Every so often in the name of fashion research I like to check out the odd nightclub to see what is trending. Back in the early 1980’s the New York City gay nightclub scene heavily influenced Madonnas image and musical style which later filtered to the masses. Many of the most ICONIC cutting edge fashions we are familiar with today first originated in various clubs across the world. 

In short – if you want to be ahead of the fashion curve it makes sense to get out every now and again to see what looks are on the verge of emerging. Many well known designers such as Jean Paul Gaultier, Marc Jacobs, Anna Sui, Betsy Johnson and Halston have made it publicly known that their collections have been inspired by the nightlife. 

Last night I had the pleasure of attending Hollowseve at the Rain Ultraclub located on Water Street in Vancouver BC. Kamantha Naidoo, otherwise known as the Health Babe was one of the event organizers. 
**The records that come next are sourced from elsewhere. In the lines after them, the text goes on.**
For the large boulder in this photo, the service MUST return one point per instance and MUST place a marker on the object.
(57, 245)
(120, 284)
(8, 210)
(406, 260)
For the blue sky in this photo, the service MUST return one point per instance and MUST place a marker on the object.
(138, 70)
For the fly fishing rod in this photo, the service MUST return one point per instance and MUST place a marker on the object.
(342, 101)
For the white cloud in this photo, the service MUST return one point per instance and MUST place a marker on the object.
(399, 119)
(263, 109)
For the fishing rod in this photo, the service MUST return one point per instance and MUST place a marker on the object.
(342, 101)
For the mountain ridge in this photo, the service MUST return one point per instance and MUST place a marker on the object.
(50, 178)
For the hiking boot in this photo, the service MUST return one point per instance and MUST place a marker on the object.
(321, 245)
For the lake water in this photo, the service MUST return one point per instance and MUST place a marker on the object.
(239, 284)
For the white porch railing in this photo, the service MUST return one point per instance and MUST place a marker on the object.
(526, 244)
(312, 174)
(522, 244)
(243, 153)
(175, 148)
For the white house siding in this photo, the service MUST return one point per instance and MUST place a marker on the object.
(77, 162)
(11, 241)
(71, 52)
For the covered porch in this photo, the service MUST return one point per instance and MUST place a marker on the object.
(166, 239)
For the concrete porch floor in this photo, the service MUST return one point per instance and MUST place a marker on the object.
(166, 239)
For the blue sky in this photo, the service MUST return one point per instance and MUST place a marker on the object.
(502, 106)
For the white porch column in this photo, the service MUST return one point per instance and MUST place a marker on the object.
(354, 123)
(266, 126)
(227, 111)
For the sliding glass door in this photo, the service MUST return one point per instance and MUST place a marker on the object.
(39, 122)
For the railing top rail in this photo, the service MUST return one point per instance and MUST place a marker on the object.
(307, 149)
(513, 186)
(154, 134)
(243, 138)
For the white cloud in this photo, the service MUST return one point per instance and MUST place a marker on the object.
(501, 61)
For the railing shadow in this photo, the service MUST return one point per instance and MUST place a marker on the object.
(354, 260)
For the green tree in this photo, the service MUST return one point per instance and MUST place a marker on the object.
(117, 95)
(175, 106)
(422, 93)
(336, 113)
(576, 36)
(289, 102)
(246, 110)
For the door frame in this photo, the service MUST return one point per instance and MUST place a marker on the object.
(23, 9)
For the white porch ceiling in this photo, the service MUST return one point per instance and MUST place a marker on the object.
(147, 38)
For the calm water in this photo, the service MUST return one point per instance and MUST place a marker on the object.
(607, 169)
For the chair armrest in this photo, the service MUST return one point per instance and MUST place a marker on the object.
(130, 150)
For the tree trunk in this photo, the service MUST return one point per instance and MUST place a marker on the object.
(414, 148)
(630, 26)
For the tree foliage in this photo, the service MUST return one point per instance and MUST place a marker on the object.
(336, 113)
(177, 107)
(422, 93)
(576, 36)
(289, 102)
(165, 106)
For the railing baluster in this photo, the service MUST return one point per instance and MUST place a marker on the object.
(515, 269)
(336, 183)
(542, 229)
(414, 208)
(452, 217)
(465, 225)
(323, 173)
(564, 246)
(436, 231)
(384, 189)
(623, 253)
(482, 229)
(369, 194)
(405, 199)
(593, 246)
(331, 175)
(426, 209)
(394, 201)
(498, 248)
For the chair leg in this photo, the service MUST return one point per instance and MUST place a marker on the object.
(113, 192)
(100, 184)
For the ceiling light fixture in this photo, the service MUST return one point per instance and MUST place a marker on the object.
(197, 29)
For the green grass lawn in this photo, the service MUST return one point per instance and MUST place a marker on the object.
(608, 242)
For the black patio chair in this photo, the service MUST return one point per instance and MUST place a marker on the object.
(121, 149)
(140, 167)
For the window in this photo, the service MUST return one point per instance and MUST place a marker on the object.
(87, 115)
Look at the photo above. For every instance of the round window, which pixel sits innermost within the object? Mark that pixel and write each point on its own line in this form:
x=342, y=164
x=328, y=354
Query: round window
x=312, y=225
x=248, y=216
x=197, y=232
Cultural critics often complain about the commercialization of Halloween. They are quick to point out that the popular aesthetic of Halloween has evolved from scary to a surreal pastiche of mini-skirts, low-cut breast revealing shirts, and skintight cat-suits. In essence, they complain that the commercialization of Halloween has resulted in it becoming overly SEXUALIZED.


Yes indeed it is true, the popular aesthetic of Halloween has been overly SEXUALIZED. However, it is important to point out that Halloween has become increasingly important from a fashion perspective for a number of reasons. First, Halloween is one of the only nights of the year that permits people to exercise a huge degree of freedom and creativity in their apparel selection. Second, Halloween is one of the only nights of the year that does not necessitate nor prescribe conformity in our apparel selection. Lastly, Halloween is one of the only nights of the year that rewards aesthetic risk-taking. 

I firmly believe that society as a whole would be better off if we rewarded fashion risk-taking and creativity more –  rather that the ubiquitous logo brandishing which has become all too common. I believe that if we were truly free to exercise creative and artistic freedom on a daily basis we would be able to relate to one and other in a more genuine way. 

Last night as I observed the creative apparel selections assembled by the young men and women attending the Hallows Eve event at Rain Ultraclub I felt reassured that the future of fashion was in good hands. Sure, there was the odd catsuit and obligatory breast baring outfit. However, the breasts were eclipsed by free-spirited artistic apparel selections which added to my immense enjoyment of this evening out on the town.